Coherent averaging of polyphase components of a signal

Question

I want to subsample a multi-band signal to introduce controlled aliasing. My frequency components are uniformly distributed across the spectrum (comb structure) and occupy a relatively narrow bandwidth each. The spectrum can be said to be sparse.

I achieve decimation through picking every $n$-th sample from the original signal. This of course does not take advantage of the remaining samples, which are simply rejected. By adding a phase (sample) shift in my decimation routine, I can get $n$ under-sampled signals in total, which are known as polyphase components. I can also incoherently average them (periodogram averaging) in the spectral domain, since the spectrum is of my interest rather then the time-domain representation.

Is it possible to coherently (in phase) average such undersampled polyphase components of my signal? What phase shift should be applied after down-sampling with a factor $n$? In other words, can we simultaneously undersample (decimate) and oversample (average) to take advantage of the remaining samples for quantization noise suppression?

A typical scenario would be sampling a 1 GHz wide comb signal with a spacing of 10 MHz between the teeth, which we can decimate 10 times to have a spacing of 1 MHz and a bandwidth of 100 MHz. If we sample the signal with an 8-bit analog-to-digital converter, can we use the remaining 9 polyphase components to enhance the vertical resolution of the signal after subsampling?

Thank you, Lukasz S.

Answer 1

Yes. Simply sum all the polyphase outputs and the sum result will have higher resolution.

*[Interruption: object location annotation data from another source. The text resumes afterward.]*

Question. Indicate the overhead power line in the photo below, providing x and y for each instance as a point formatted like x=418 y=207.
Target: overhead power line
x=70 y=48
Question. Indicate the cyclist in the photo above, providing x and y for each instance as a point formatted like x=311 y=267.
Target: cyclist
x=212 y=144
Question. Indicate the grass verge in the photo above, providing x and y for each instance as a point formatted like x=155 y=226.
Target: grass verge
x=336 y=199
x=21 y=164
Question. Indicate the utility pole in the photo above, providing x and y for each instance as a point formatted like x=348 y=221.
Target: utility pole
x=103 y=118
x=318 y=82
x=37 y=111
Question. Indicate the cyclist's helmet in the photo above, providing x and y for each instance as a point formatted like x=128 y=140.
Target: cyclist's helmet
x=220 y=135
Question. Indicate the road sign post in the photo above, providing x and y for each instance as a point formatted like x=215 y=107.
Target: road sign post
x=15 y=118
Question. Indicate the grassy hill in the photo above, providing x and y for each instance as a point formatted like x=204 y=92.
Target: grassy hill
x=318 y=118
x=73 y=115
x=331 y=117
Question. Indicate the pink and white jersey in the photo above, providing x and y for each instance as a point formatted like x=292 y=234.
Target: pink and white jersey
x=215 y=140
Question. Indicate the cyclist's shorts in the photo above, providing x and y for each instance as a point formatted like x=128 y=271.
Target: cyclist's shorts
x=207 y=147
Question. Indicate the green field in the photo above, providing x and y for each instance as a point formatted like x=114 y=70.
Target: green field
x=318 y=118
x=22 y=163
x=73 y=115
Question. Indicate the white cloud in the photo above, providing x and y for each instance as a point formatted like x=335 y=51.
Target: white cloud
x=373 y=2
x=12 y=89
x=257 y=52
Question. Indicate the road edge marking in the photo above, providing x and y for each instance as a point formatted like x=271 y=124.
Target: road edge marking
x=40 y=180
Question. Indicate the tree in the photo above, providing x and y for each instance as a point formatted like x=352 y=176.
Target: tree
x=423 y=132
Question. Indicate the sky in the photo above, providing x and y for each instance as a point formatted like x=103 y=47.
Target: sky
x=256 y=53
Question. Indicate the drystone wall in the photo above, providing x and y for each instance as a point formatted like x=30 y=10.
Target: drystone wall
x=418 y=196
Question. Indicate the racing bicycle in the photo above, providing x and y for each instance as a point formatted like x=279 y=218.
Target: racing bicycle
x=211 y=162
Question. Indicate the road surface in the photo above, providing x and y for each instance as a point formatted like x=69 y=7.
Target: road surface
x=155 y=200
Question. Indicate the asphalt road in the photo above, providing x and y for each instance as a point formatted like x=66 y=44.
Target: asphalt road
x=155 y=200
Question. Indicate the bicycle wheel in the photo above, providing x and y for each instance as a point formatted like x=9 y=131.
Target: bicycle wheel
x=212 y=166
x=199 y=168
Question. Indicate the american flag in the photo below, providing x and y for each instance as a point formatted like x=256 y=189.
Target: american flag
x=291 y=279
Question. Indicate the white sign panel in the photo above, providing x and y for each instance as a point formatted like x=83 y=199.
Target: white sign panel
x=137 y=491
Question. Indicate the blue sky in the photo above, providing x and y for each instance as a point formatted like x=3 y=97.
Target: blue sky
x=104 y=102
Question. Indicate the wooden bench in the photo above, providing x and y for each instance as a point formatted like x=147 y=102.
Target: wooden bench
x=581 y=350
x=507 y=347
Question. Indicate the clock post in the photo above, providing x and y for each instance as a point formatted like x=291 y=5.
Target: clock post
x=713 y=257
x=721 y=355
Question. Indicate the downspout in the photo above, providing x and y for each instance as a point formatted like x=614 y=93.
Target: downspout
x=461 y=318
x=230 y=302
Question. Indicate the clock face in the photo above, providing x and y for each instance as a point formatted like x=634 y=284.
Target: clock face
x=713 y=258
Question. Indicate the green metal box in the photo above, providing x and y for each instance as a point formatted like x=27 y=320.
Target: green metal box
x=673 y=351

Consider that each polyphase output is a delayed version of the same signal, so that if you commutated through all the outputs, you would get a higher sampled version of your same signal and the quantization noise of this signal would be approximately white across this higher digital frequency band. If you passed this signal through a low pass filter prior to taking every nth sample in a decimation process you would indeed benefit by an increased dynamic range to the extent the quantization noise components in each sample are independent. (they should be; the delayed replicas at each output would have independent quantization noise and coherent signal components). So the decimation filter could be a simple moving average in which case it is easy to see that your best solution is to sum average the outputs of your polyphase filters and use that average as the final result rather than just selecting any one of them. The moving average introduces passband droop- so with more complication you could do more elaborate filtering. I would be inclined to use a CIC filtering approach as the moving average followed by a simple 3 tap inverse sinc shaper if I was concerned about the resulting passband droop.